As mayor of Warsaw before becoming Poland’s president, Lech Kaczynski banned Warsaw’s Gay Pride Parade for two years running—and as president, one of his first acts was to abolish the government human rights office charged with enforcing nondiscrimination against homosexuals.

The president’s brother Jaroslav, who controls Parliament with an iron first, has proposed banning gays from teaching in the schools at any level. Just weeks after the election, allies of the twins in the Poznan city government pushed for the suppression of the November March for Equality.

It was fear of this sort of homophobia from the Kaczynskis and their ultra-right allies that motored a January 18 resolution passed by the European Parliament at Strasbourg condemning homophobia as “an irrational fear and aversion” and calling on member states like Poland to provide gay people “the same respect, dignity, and protection as the rest of society.” The resolution passed 469-129, with support from parties of both left and right.

The closing of Le Madame shows that the Kaczynskis and their political followers don’t give a fig for the pro-gay human rights pronouncements emanating from Strasbourg. But the attempt to shut down the club has met with widespread criticism from left-wing political leaders, writers, and celebrities in Poland, Palucki told Gay City News.

“On Monday night, we had political leaders come to the club in solidarity,” Palucki told me from inside the club, “including Marek Borowski, chairman of the Social Democratic Party, and Wojciech Olejnicsak, chairman of the Social Democratic Union. So did a famous polish feminist, Kaziera Szczuka, who also hosts two television programs on the TVN network.”

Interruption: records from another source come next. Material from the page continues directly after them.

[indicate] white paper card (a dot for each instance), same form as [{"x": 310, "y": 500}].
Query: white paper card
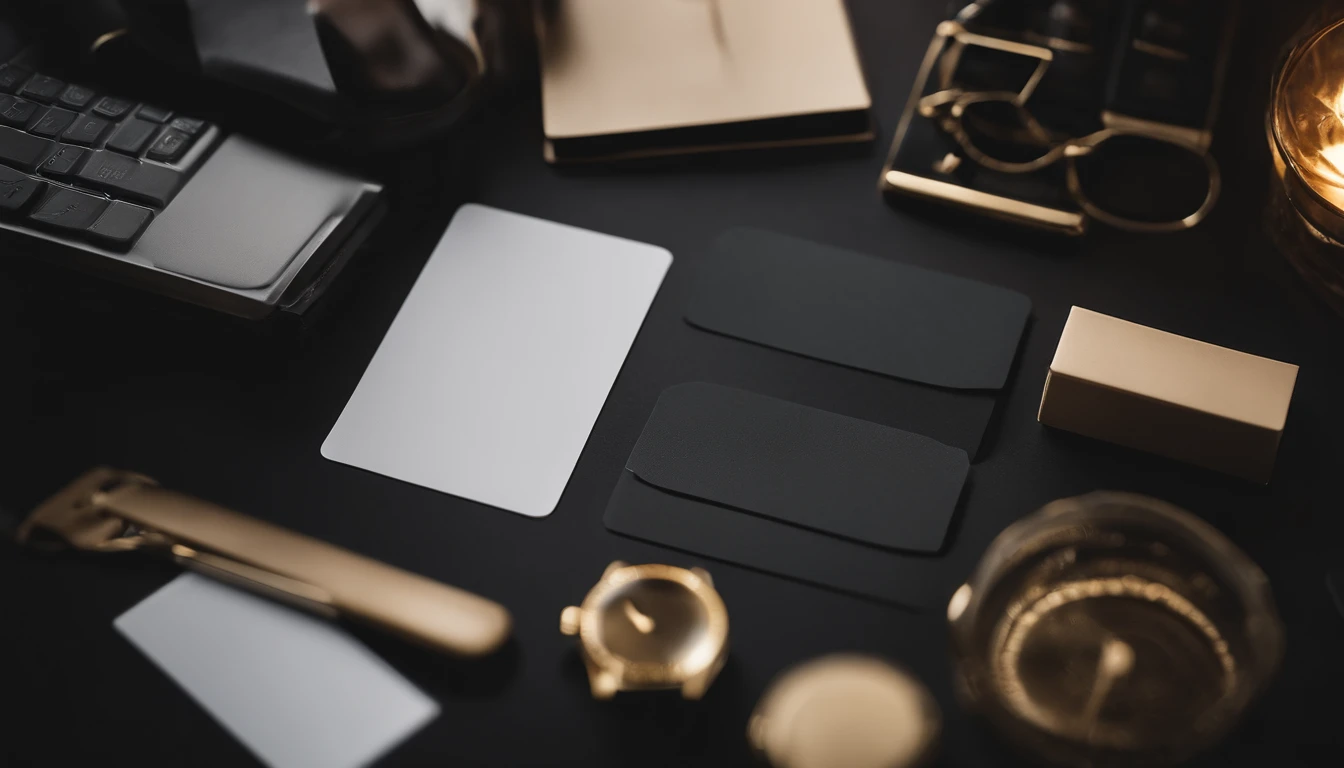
[
  {"x": 493, "y": 371},
  {"x": 295, "y": 689}
]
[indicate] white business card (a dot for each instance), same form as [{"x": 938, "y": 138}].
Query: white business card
[
  {"x": 295, "y": 689},
  {"x": 491, "y": 377}
]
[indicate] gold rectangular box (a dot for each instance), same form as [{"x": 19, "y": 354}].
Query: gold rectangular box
[{"x": 1167, "y": 394}]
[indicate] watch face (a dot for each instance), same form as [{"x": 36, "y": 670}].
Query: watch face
[{"x": 653, "y": 622}]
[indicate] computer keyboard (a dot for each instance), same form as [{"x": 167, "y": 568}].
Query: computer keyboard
[
  {"x": 137, "y": 193},
  {"x": 85, "y": 164}
]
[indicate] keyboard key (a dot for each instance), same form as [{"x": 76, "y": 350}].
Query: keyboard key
[
  {"x": 43, "y": 88},
  {"x": 16, "y": 190},
  {"x": 127, "y": 178},
  {"x": 120, "y": 225},
  {"x": 188, "y": 125},
  {"x": 170, "y": 145},
  {"x": 86, "y": 131},
  {"x": 153, "y": 113},
  {"x": 15, "y": 112},
  {"x": 53, "y": 123},
  {"x": 112, "y": 106},
  {"x": 132, "y": 136},
  {"x": 23, "y": 151},
  {"x": 75, "y": 96},
  {"x": 12, "y": 77},
  {"x": 67, "y": 210},
  {"x": 65, "y": 162}
]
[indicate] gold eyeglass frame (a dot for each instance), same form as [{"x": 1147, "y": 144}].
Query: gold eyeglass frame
[{"x": 948, "y": 105}]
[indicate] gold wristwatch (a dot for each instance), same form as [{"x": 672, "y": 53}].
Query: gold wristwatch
[{"x": 651, "y": 627}]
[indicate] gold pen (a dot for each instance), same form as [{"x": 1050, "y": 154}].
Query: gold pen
[{"x": 109, "y": 510}]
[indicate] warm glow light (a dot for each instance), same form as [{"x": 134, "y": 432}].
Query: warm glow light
[{"x": 1333, "y": 154}]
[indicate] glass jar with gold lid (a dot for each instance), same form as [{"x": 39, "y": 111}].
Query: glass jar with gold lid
[
  {"x": 1113, "y": 630},
  {"x": 1305, "y": 129}
]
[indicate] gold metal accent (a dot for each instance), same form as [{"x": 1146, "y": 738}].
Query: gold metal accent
[
  {"x": 105, "y": 38},
  {"x": 1147, "y": 389},
  {"x": 108, "y": 510},
  {"x": 995, "y": 206},
  {"x": 945, "y": 108},
  {"x": 1113, "y": 630},
  {"x": 651, "y": 627},
  {"x": 1305, "y": 128},
  {"x": 848, "y": 710},
  {"x": 649, "y": 70},
  {"x": 1195, "y": 139},
  {"x": 641, "y": 622}
]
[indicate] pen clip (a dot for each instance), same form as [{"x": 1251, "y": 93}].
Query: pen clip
[{"x": 108, "y": 510}]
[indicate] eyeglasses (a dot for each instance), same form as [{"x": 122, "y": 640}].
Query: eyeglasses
[{"x": 1108, "y": 172}]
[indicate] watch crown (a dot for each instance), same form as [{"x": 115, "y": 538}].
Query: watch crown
[
  {"x": 570, "y": 620},
  {"x": 604, "y": 685},
  {"x": 704, "y": 574}
]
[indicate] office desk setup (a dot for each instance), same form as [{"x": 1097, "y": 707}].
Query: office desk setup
[{"x": 604, "y": 441}]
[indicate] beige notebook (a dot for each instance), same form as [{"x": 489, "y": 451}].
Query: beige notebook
[{"x": 653, "y": 77}]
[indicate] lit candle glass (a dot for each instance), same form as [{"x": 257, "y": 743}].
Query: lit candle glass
[
  {"x": 1305, "y": 129},
  {"x": 1113, "y": 630}
]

The Social Democratic Party and the Social Democratic Union, which make up the minority on the City Council, have demanded an investigation of the final assault on Le Madame.

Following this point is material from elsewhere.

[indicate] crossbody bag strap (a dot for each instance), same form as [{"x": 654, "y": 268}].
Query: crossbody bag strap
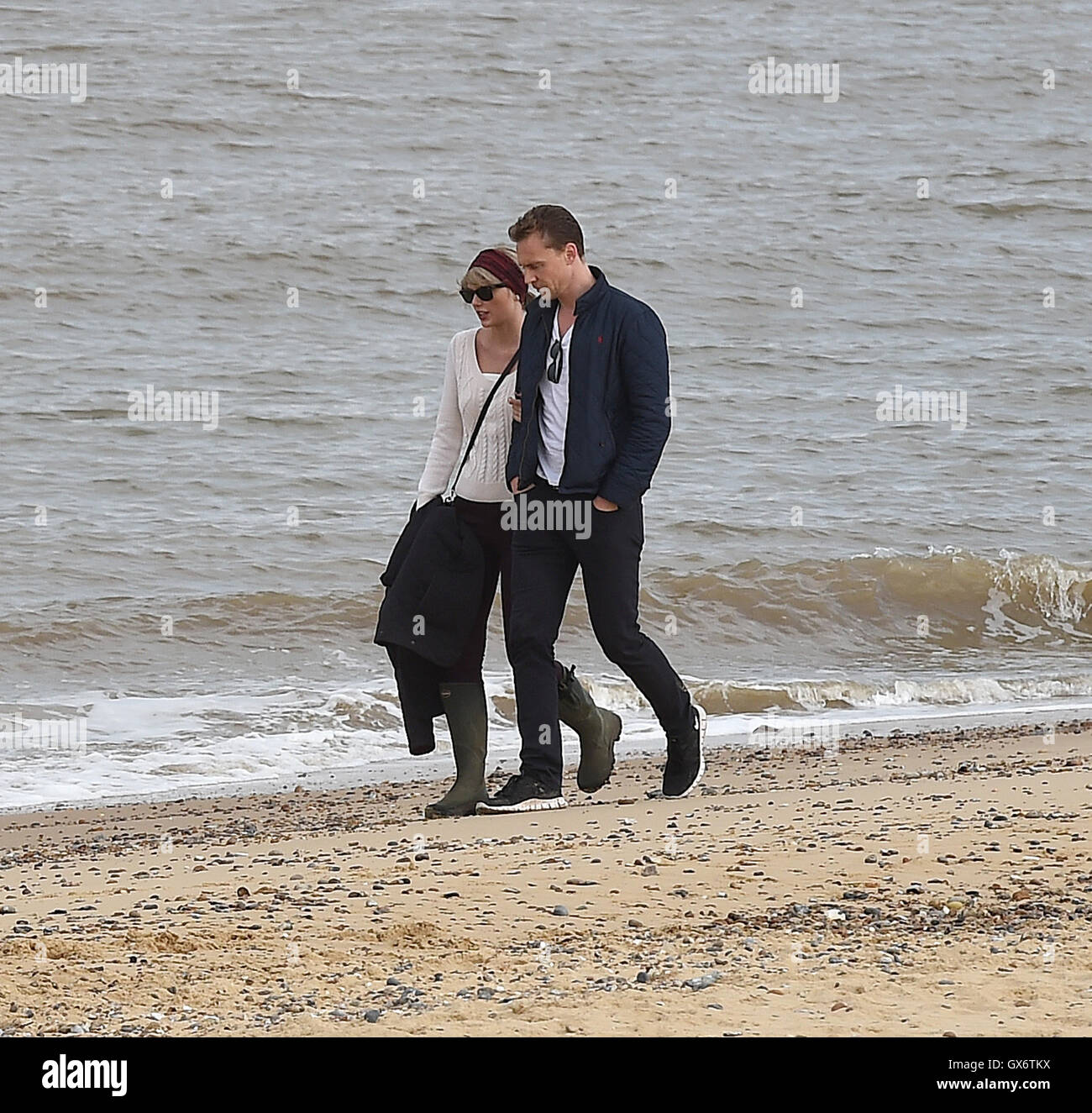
[{"x": 450, "y": 493}]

Both Palucki and Szurstow said they had even received expressions of sympathy from national government ministers of Kaczynski’s own party—“but not in public,” Szurstow said. “These ministers, these big politicians, come by for a drink and say, ‘It’s terrible what’s happening to you, but what can we do? We have no power over the local authorities.’”

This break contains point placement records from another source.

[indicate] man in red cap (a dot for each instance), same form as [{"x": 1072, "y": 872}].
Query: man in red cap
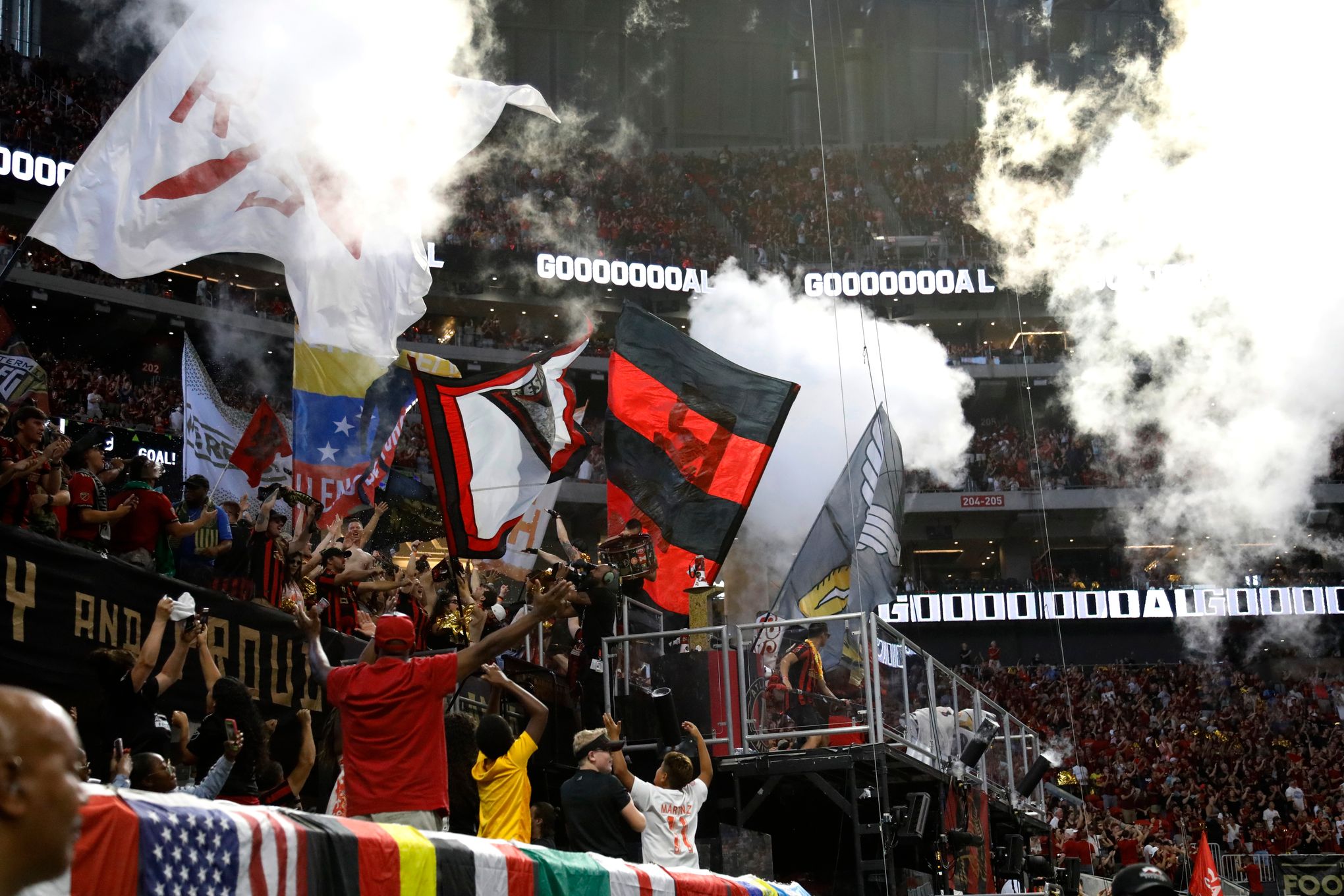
[{"x": 393, "y": 711}]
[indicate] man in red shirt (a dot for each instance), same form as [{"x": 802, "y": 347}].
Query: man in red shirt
[
  {"x": 136, "y": 536},
  {"x": 394, "y": 752},
  {"x": 89, "y": 523},
  {"x": 23, "y": 466}
]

The siege of Le Madame was extensively covered in the media—and largely sympathetically. Although the siege was blacked out on government-owned TV, six private TV networks sent camera crews, and it was the lead item on the evening news broadcasts of nearly all of them, Palucki said.

The country’s largest and most respected national daily newspaper, Gazeta Wyborcza, edited by Adam Michnik, the well-known former dissident leader under Poland’s Communist governments, devoted the entire front cover of its daily Warsaw supplement early last week to the siege of Le Madame, with team coverage. The newspaper’s columnist, Roman Pawlowski, wrote that Le Madame was “a great civic institution” and “one of the most artistic venues in town” which had, “without getting any government money, put on more plays, and plays of quality, than all the subsidized theaters put together.”

Similar expressions of support could be found in all but the most extreme-right newspapers.

But the forced closing of Le Madame epitomizes how Poland, under the troglodyte Kaczynskis’ rule, has entered into the darkest chapter of its history since the Communist tyranny was chased from power.